Das Bundesamt für Naturschutz (BfN) fasst das etwas eleganter zusammen: „Ziel der Landschaftsschutzgebiete ist der Schutz von Landschaften sowohl unter naturwissenschaftlich-ökologischen als auch kulturell-sozialen Gesichtspunkten. Dabei soll die Landschaft in ihrer vorgefundenen Eigentümlichkeit und Einmaligkeit erhalten werden.“ (Quelle)

Dafür müssen die Flächen weder völlig außergewöhnlich sein noch frei von menschlicher Nutzung: Rund 30 % der Landesfläche Bayerns sind Landschaftsschutzgebiete. Eine Karte aller Gebiete in Bayern zum Reinzoomen findet sich beim StMUV. Und der Eggarten sollte allemal zu den landschaftlich wertvollsten 30 % des Stadtgebiets oder auch des Freistaats zählen.

Die Verantwortung liegt nicht bei Paragraphen

Bei geschützten Landschaftsbestandteilen nach Art. 16 BayNatSchG (siehe auch Beispiel oben) ist die Untere Naturschutzbehörde für die Bewertung und Ausweisung zuständig. Sie ist in München dem Planungsreferat unterstellt, das Bauprojekte vorantreibt. Bei einem Landschaftsschutzgebiet ist es anders, hier ist es die kreisfreie Stadt bzw. der Landkreis selbst (siehe Artikel 51 BayNatSchG über Zuständigkeiten): Das heißt, der Stadtrat kann Verordnungen zu Landschaftsschutzgebieten selbst beschließen oder diese Aufgabe dem zuständigen Stadtrats-Ausschuss übertragen. Nach Erläuterungen des bayerischen Landesamtes für Umwelt gilt das für die Ausweisung, Änderung der Größe sowie inhaltliche Änderungen der Satzung (was z.B. darin ausgesprochene Verbote betrifft).

Ein aktuelles Beispiel für ein neu beschlossenes Landschaftsschutzgebiet aus dem Jahr 2024 ist der Moosgrund im Münchner Nordosten. Hinzu kommt, dass die Sollner Felder im Münchner Süden nach einer erfolgreichen Online-Petition der Bürgerinitiative Grüngürtel München Süd unbebaut bleiben sollen. Das städtische Planungsreferat prüft nun laut Medienberichten, ob sie in das angrenzende Landschaftsschutzgebiet einbezogen werden sollen (Quelle).

Es fehlt also nicht unbedingt an einem passenden Paragraphen, der den Schutz des Eggartens oder bestimmter Teile davon quasi per Sachzwang nach sich ziehen möge. Es fehlt vor allem am politischen Willen des Stadtrats, seine Gestaltungsmöglichkeiten besser zu nutzen. Manchen Stadträten mangelt es sicher auch an ausreichend Kompetenz im Naturschutz, um den Eggarten überhaupt realistisch einschätzen zu können: Über Jahrzehnte gewachsene Biotope haben einen viel höheren ökologischen Wert als neu geplantes „Grün“.

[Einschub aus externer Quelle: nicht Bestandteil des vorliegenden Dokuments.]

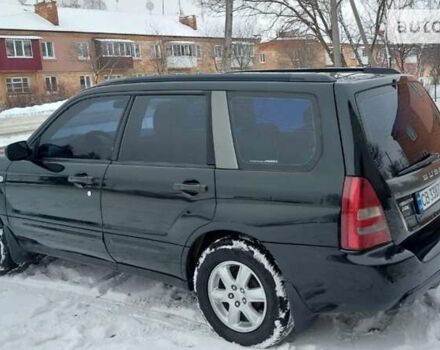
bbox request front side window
[6,39,34,58]
[6,77,30,95]
[228,92,318,169]
[119,95,209,166]
[38,96,129,160]
[41,41,55,59]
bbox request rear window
[356,77,440,178]
[228,92,318,169]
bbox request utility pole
[330,0,342,67]
[222,0,234,72]
[350,0,376,66]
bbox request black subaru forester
[0,68,440,347]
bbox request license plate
[416,182,440,212]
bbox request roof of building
[0,0,227,37]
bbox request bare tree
[222,0,234,71]
[423,44,440,101]
[280,39,322,68]
[223,0,346,66]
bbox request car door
[6,96,129,260]
[102,93,215,276]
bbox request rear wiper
[397,153,440,176]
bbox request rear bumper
[266,243,440,313]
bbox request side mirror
[5,141,32,161]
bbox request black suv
[0,68,440,347]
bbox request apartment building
[0,0,258,108]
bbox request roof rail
[232,67,401,74]
[94,71,335,88]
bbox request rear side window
[38,96,129,159]
[356,77,440,178]
[119,95,209,166]
[228,92,318,169]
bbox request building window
[41,41,55,59]
[6,77,30,95]
[46,76,58,94]
[232,43,254,58]
[104,74,122,81]
[6,39,34,58]
[131,43,141,59]
[167,43,202,57]
[101,41,133,57]
[79,75,92,90]
[151,44,162,58]
[214,45,223,58]
[76,42,90,60]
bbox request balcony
[95,39,135,70]
[98,56,133,69]
[0,36,43,72]
[167,56,197,69]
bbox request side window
[38,96,129,159]
[119,95,209,166]
[228,92,318,169]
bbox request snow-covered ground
[0,258,440,350]
[0,101,65,119]
[0,101,65,148]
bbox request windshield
[356,77,440,178]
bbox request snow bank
[0,258,440,350]
[0,101,66,119]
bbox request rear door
[356,76,440,242]
[6,96,129,260]
[102,93,215,276]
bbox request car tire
[0,227,17,275]
[194,238,294,348]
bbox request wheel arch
[182,229,281,290]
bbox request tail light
[341,177,391,251]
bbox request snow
[0,258,440,350]
[0,100,66,119]
[0,3,230,37]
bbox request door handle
[173,181,208,196]
[67,174,95,188]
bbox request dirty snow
[0,258,440,350]
[0,101,65,119]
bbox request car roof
[98,67,400,87]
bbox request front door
[6,96,129,260]
[102,93,215,276]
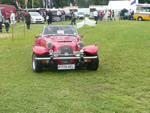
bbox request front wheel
[87,54,99,70]
[32,53,43,72]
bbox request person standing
[0,15,3,33]
[10,11,16,25]
[107,10,111,21]
[24,11,31,29]
[99,11,104,21]
[4,20,10,33]
[47,9,53,25]
[93,10,98,24]
[111,10,115,20]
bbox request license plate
[57,64,75,70]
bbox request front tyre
[32,53,43,72]
[87,54,99,70]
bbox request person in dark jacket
[0,15,3,32]
[4,20,10,33]
[47,9,53,25]
[24,11,31,29]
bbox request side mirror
[80,35,84,38]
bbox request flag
[130,0,136,5]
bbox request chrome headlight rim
[46,42,53,49]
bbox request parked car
[48,9,61,22]
[32,25,99,72]
[29,12,45,24]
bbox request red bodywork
[0,4,16,19]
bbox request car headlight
[77,41,84,49]
[46,42,53,49]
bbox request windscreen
[42,25,78,35]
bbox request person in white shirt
[10,11,16,25]
[93,10,98,24]
[107,10,111,21]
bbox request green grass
[0,21,150,113]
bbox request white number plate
[57,64,75,70]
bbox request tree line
[0,0,150,8]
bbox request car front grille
[60,46,73,64]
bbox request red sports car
[32,25,99,72]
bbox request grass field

Neu: EU-Renaturierungsgesetz (Verordnung zur Wiederherstellung der Natur)

Bäume, Grünflächen und Biotope bekamen im Sommer 2024 überraschenden Beistand: Die EU-Verordnung über die Wiederherstellung der Natur (kurz EU-Renaturierungsgesetz) wurde mit knapper Mehrheit beschlossen, und sie gilt auch für die Stadtnatur. Der Artikel 3 (20) der Verordnung definiert städtische Grünflächen als die „Gesamtfläche von Bäumen, Büschen, Sträuchern, dauerhafter krautiger Vegetation, Flechten und Moosen sowie Teichen und Wasserläufen“.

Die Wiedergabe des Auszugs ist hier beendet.